Collisions between ships and underwater objects are rare. However, the stars converged last month, and a US Navy attack submarine collided with such an object in the South China Sea.
The US Navy has launched an investigation into the incident. As a result, the following was established: the Seawolf-class attack nuclear submarine Connecticut touched an unknown underwater rock (it was allegedly not on naval maps). At least, this is what the country's defense officials told reporters.
As a result of the collision, the submarine was damaged (ballast tanks in the front of the nuclear submarine were damaged, as well as the submarine's pipelines), and eleven crew members were injured. The submarine, on its own, on the surface, arrived at the base of the island of Guam.
We will remind, "Connecticut" - one of the nuclear submarines of the US Navy. These submarines were designed to hunt Soviet submarines in the deep waters of the world's oceans. At the same time, they have been modernized many times. But how did a state-of-the-art $ XNUMX billion submarine manage to crash into an underwater rock? Journalists talked about this with former US Navy submariner Brian Clarke. He spoke about the possible circumstances of such a collision.
Such cases are extremely rare.
Brian Clark, a retired submarine officer, veteran of the US Navy and military expert at the Hudson Institute, told interviewers.
According to him, the military always carefully plans all operations at sea, including studying the routes of the upcoming patrol. The bottom relief is studied in a special way.
According to Clarke, during the preparation of any launch of a warship at sea, it is provided with the most detailed maps of the water area along which the course is plotted. For submarines, the sequence of their actions, the depth of diving, is also scrupulously planned. In this case, the possible risks and the likelihood of encountering underwater objects, for example, with the same underwater rock or with a pile of cargo containers, must be taken into account. For obvious reasons, divers try to stay away from poorly explored areas of the water area. But sometimes there are unforeseen circumstances that force sailors to change plans. Also, as noted by a retired American submarine officer, gaps and inaccuracies in maps occur. And all this can lead to emergencies.
The South China Sea is a difficult area for submarine operations, because it is relatively shallow, and this increases both the risk of detection and destruction by the enemy, and the risk of collision with various submarine, so to speak, obstacles.
Making the life of the submariners even more difficult is that it is the maps of the South China Sea that, as it turns out, contain inaccuracies or incomplete data, the expert said.
If a submarine tries not to draw attention to itself and act unnoticed, then it will most likely stay at the very bottom and not use equipment with which divers could find, say, an underwater mine or a mountain.
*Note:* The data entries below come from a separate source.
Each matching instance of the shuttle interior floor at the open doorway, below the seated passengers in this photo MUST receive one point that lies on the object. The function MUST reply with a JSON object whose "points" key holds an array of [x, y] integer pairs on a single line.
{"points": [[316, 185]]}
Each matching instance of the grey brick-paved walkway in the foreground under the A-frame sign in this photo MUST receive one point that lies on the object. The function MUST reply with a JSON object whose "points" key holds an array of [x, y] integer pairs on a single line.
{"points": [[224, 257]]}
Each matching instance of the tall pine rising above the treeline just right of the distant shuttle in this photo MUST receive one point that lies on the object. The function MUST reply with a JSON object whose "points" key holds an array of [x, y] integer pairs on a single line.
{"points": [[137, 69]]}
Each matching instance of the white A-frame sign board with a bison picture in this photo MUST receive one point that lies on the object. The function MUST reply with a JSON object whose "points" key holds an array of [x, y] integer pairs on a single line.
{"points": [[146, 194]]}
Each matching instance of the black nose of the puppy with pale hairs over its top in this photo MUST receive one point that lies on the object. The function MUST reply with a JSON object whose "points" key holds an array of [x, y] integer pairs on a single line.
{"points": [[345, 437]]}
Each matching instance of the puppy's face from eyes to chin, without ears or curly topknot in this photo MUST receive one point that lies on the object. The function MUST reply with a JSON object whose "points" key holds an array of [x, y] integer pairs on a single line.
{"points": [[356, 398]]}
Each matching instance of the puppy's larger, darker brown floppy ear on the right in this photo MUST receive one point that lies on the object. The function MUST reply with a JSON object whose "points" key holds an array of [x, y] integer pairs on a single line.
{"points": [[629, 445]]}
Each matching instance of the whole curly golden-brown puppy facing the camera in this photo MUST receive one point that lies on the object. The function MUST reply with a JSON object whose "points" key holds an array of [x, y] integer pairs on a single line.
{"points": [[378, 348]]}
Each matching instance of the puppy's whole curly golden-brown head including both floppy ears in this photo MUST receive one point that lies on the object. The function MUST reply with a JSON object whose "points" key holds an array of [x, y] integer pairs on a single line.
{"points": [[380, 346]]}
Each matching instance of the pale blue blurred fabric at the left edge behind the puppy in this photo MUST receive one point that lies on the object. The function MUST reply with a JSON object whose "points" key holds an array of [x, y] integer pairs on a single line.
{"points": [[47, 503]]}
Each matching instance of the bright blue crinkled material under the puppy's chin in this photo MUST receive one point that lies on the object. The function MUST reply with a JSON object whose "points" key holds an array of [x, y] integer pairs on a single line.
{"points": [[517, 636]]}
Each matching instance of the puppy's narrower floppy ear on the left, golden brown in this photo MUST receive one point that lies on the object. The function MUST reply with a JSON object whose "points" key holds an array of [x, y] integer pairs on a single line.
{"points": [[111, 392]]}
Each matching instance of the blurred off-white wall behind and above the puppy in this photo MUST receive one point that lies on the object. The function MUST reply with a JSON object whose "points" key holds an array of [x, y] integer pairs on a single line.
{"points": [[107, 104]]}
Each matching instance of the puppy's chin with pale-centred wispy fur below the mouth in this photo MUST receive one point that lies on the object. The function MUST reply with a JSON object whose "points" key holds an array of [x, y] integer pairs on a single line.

The use of active sonar instantly gives the boat position.
As Clarke notes, the divers probably had no idea that the same underwater rock could appear on their way.
If you have something along your course that does not emit reflected noise, such as an underwater mountain (not irradiated by sonar), you will not know about it until you collide with an object. The crew could use an echo sounder to help establish the depth directly below the submarine. But if the obstacle is right on the course, the echo sounder does not give information.
According to Clark, such a mountain (rock) can suddenly grow in front of the submarine, and the echo sounder will not be able to warn of a possible collision with it. A retired US Navy officer noted that the problems faced by submarine crews often do not depend on the quality of the onboard equipment of these ships. Divers try to prevent such incidents, but working conditions in the water column do not always allow this to be achieved.
On October 2, the Connecticut nuclear submarine crashed into an underwater rock, according to an official report from the United States Naval Institute (USNI), and this mountain was absent as a marker on the maps of the area and in navigation systems. China continues to demand that the United States provide specific coordinates of the place where this happened. In this regard, the United States remains silent, stating only that no radiation leakage occurred during the incident in the South China Sea.